Deep Learning-based State and Parameter Estimation in Nonlinear Dynamical Systems
Time: Mon 2025-12-08 13.00
Location: F3 (Flodis), Lindstedtsvägen 26 & 28, Sweden
Video link: https://kth-se.zoom.us/j/68170582099
Language: English
Subject area: Electrical Engineering
Doctoral student: Anubhab Ghosh , Teknisk informationsvetenskap
Opponent: Professor Víctor Elvira, The University of Edinburgh
Supervisor: Professor Saikat Chatterjee, Teknisk informationsvetenskap; Professor Mikael Skoglund, Teknisk informationsvetenskap
QC 20251106
Abstract
The tasks of state estimation and parameter estimation are closely related and often treated jointly by researchers in the areas of signal processing, control, and system identification. In recent literature, there is a growing trend of applying machine learning and deep learning techniques to tackle the above problems. The thesis follows a similar line of thought and is primarily concerned with the development of deep learning-based approaches for addressing state estimation and parameter estimation, under modeling constraints.
The first main contribution of the thesis concerns deep learning approaches for addressing Bayesian state estimation in a model-free scenario. We introduce DANSE -- a Data-driven Nonlinear State Estimation method where the underlying dynamical model is unknown. The core of the DANSE framework consists of directly modeling the prior distribution of the state using a recurrent neural network. We assume knowledge of the measurement system, which is considered noisy, linear, and additive. This assumption offers attractive advantages in Bayesian state estimation. Firstly, it enables DANSE to provide a closed-form posterior distribution of the state. Secondly, the training of DANSE can be carried out in an unsupervised manner as long as the noisy measurements contain sufficient information about the unknown state (either when we have a full-rank measurement system or an over-determined measurement system). In the case of under-determined measurements, the state estimation problem becomes challenging. To meet this challenge, we modify the existing unsupervised learning framework of DANSE by using a limited amount of labelled training data. This modification results in a semi-supervised learning framework, and the resulting method is named semi-supervised DANSE (SemiDANSE). Finally, ideas from particle filters and importance sampling are borrowed for handling noisy and nonlinear measurements. This results in a particle-based DANSE (pDANSE). pDANSE approximates the unknown posterior distribution using the first two statistical moments, while requiring no special knowledge of the underlying dynamic model. We employ nonlinear dynamical systems, such as chaotic attractors, in our experimental study. Such attractors are a popular choice for benchmarking state estimation performances. We compare the empirical performance of DANSE and its extensions, SemiDANSE and pDANSE, against those of classical, model-driven approaches such as the extended Kalman filter (EKF), the unscented Kalman filter (UKF), the particle filter (PF), data-driven, and recent hybrid approaches like KalmanNet.

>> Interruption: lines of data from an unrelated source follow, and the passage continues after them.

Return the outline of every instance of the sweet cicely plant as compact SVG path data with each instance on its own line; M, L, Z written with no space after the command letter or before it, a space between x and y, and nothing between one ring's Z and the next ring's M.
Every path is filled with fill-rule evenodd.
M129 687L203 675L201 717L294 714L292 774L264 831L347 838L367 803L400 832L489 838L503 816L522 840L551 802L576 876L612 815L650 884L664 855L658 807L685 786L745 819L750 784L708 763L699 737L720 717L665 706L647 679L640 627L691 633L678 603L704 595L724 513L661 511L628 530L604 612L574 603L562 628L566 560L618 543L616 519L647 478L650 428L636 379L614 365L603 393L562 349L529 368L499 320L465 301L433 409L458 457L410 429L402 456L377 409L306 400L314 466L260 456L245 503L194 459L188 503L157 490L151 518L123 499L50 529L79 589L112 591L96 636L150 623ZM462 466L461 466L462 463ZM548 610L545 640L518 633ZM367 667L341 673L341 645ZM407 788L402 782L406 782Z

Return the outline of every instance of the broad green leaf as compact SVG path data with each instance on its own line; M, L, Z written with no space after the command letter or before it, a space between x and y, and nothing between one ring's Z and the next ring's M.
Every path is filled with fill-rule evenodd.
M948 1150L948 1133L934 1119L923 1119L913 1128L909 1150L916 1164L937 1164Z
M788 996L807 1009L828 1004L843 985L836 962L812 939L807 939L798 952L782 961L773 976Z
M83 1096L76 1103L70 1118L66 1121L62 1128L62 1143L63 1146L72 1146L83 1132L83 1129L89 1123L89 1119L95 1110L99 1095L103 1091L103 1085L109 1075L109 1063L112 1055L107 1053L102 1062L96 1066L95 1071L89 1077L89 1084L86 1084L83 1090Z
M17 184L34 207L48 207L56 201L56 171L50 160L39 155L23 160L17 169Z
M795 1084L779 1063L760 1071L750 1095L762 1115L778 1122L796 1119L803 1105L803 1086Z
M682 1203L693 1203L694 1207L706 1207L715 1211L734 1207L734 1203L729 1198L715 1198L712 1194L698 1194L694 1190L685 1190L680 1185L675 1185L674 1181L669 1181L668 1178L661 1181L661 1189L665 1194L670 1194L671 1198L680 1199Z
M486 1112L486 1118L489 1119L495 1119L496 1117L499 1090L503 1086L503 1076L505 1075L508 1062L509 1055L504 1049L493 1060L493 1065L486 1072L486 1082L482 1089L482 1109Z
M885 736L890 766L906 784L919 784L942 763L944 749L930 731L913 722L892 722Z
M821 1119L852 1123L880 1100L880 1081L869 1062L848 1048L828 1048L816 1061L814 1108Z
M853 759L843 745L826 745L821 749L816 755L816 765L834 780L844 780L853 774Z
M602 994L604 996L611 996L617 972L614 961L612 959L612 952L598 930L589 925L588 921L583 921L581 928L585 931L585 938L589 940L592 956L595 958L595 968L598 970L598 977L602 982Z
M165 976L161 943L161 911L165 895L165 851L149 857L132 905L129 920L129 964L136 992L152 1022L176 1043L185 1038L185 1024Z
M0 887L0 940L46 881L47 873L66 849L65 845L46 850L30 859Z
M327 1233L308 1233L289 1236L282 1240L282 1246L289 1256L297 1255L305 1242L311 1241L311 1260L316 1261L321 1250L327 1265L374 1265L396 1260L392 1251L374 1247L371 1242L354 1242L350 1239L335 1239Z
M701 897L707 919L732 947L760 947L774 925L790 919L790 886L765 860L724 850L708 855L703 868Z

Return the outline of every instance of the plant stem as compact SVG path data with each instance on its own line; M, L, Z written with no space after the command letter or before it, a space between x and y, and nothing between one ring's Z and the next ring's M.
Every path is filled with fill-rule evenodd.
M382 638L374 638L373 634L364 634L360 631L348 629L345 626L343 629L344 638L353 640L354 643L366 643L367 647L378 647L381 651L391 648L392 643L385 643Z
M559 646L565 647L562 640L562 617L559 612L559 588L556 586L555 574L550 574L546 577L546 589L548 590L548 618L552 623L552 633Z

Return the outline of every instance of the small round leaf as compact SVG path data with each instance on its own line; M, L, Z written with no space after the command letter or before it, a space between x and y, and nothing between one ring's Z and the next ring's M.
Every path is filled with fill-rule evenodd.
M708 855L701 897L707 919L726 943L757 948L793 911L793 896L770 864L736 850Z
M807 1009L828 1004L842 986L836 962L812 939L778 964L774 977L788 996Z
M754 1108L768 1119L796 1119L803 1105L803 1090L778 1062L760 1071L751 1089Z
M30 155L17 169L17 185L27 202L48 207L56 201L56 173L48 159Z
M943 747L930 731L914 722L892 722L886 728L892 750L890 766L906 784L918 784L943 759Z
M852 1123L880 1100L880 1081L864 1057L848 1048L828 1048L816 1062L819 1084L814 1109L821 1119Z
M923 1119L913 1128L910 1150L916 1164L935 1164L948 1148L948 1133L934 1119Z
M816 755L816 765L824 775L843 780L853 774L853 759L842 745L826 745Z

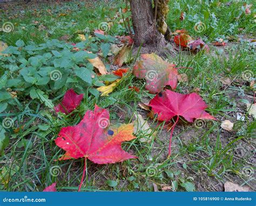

The second main contribution of the thesis concerns deep learning-based parameter estimation. Challenges associated with classical parameter estimation techniques include computationally intensive inference and dependency on parameter initialization. For addressing these challenges, we propose DeepBayes -- a method for constructing an estimator using recurrent neural networks. For training the recurrent neural networks, a simulable model is used to generate a large quantity of synthetic, labelled data for offline training using parameters sampled from a non-informative uniform prior. The result is that once trained, DeepBayes can provide rapid inference without any special consideration regarding initialisation. Furthermore, we empirically demonstrate that DeepBayes can provide comparable parameter estimation performance compared to the mean-squared-error optimal Bayes estimator and relevant maximum-likelihood based estimators on popular nonlinear dynamical system benchmarks.